Most men loved being featured on my blog. My posts typically resulted in emails of praise and thanks from publicity-hungry agents and celebrities. Sometimes they’d make a donation to charity in the name of the blog or respond with a self-deprecating parody on YouTube.

 

I took care to focus on satire, poking fun at the extremes, playfully objectifying these untouchable gods among men. Women, especially females of notoriety, in our society had to suck up and swallow daily doses of criticism about everything—too fat, too skinny, wearing the same outfit twice in public, having an opinion—from fake TV personalities and tabloid vultures.

 

In comparison to these self-esteem vampires, I provide a public service. So I make fun of these famous-people-specific idiosyncrasies on a blog followed by twenty million people.
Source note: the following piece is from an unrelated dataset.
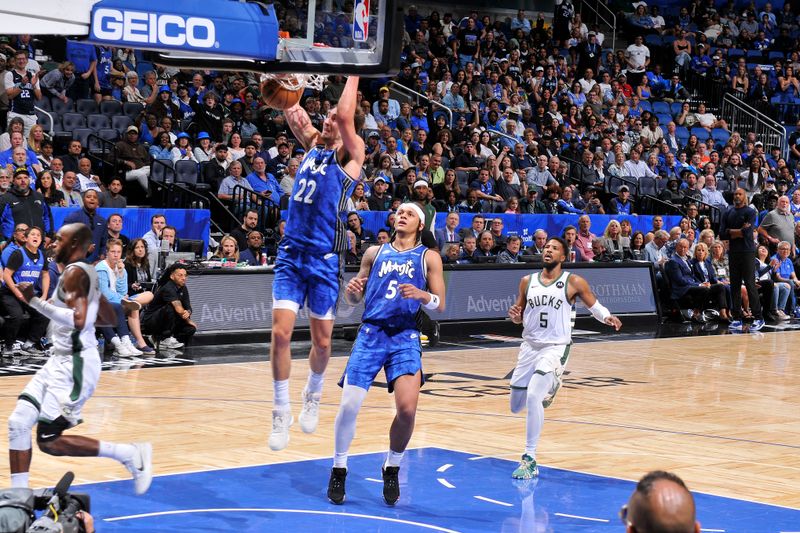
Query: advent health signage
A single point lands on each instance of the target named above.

It’s all in good fun.

 

The look-alike continued to smile and sign napkins for the group of ladies. He might not have actually been the Irish actor, but he was definitely a somebody. Luckily for him, it was 3:30 p.m. on a Thursday afternoon; that meant Tom’s Southern Kitchen was virtually empty of customers. Surreptitiously, I angled my telephone and clicked out of my email, pulling up my smartphone’s camera.

 

I then took about forty or fifty shots over the next two minutes until my view of the hubbub was blocked by a waiter bringing over my bag of takeout. I didn’t quite make eye contact with my server as I paid for the food, collected my belongings as leisurely as I could manage, and left the small restaurant.

 

Eye contact is difficult for me. I know that seems strange; it is strange. For the longest time, I assumed I was just very shy—that is, until I started engaging with people online. That’s when I discovered in-real-life-Annie might be introverted. She is reclusive and quiet. She observes. She seldom speaks. She dislikes attention of any kind.

 

But The Socialmedialite, my online handle, is gregarious and silly. She is opinionated. She craves interaction and attention. She is clever and witty (mostly because, online, wittiness is not a factor of time; in real life you have to be quick-witted in order to be considered witty).

 

My bag slung over my shoulder, I carried the takeout in one hand and held my phone in the other. I was eager to thumb through my new pictures on the short walk back to my apartment. I hadn’t taken notice of much while sitting at my table, pretending to check my email, except for the guy’s resemblance to the Irish actor.